In an interview earlier this year, Menzel said that TCR2 had decided to focus on solid tumors but that he believes there is plenty of room in the hematological market, particularly on the safety side. TCR2 is developing TC-10, which targets CD19, and TC-310, which targets both CD19 and CD22. Both are in development for adult acute lymphoblastic leukemia, diffuse large B-cell lymphoma and follicular lymphoma.

The company’s programs use its TRuC technology, which is designed to go where other engineered T-cell approaches, such as CAR-T or T-cell receptor (TCR) therapies, cannot.

RELATED: Immuno-oncology startup TCR2 promises to improve on CAR-T 

CAR-T, which involves engineering T cells taken from a patient’s blood and then re-infusing them back into the patient, has seen success in blood cancers but not has faced difficulties in solid tumors. 
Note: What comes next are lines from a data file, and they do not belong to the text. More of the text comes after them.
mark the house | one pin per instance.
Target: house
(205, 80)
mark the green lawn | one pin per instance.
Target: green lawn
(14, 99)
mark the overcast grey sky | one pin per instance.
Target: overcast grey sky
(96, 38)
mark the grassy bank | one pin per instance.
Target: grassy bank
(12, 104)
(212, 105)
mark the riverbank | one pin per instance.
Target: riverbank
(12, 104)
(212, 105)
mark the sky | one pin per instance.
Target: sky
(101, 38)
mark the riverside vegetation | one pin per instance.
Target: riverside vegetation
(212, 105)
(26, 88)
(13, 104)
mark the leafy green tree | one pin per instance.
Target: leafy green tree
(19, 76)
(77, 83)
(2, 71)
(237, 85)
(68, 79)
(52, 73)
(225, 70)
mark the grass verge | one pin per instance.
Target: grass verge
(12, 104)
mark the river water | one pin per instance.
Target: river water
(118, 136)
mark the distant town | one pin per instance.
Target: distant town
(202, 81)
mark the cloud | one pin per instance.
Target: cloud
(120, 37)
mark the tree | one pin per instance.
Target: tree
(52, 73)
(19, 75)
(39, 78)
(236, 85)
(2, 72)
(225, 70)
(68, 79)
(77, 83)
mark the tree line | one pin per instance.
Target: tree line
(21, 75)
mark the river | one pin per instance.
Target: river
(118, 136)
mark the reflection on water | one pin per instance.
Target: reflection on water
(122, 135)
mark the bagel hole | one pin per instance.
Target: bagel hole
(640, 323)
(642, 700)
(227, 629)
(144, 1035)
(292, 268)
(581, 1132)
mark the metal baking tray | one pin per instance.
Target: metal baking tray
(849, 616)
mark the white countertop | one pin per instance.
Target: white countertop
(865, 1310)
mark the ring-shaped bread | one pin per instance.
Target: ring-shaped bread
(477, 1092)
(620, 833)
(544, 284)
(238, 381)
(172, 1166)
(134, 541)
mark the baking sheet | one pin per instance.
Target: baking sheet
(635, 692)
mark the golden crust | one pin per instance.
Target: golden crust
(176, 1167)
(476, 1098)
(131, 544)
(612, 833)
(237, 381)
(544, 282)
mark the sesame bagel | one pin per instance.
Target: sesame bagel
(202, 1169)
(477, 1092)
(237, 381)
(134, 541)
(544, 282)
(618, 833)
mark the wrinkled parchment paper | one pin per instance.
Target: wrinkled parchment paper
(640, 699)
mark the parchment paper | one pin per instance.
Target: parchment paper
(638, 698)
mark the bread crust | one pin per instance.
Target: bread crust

As for engineered TCR treatments, they have shown activity in solid tumors but rely on the antigen HLA, to which they bind. HLA is downregulated in many cancers, making them invisible to T cells. And some TCR treatments only work with certain subtypes of HLA. Finding treatable patients requires lots of screening, and even then these patients are still at risk of relapse due to subsequent downregulation of HLA, said Alfonso Quintás Cardama, M.D., TCR2’s chief medical officer, in a previous interview. 

To avoid these problems, TCR2’s tech, designed by Patrick Baeuerle, tethers a tumor antigen-binding domain directly to the TCR complex, creating a TRuC construct that is able to recognize highly expressed tumor antigens without HLA. The full TCR is activated, which stimulates the T cell to kill the cancer cell.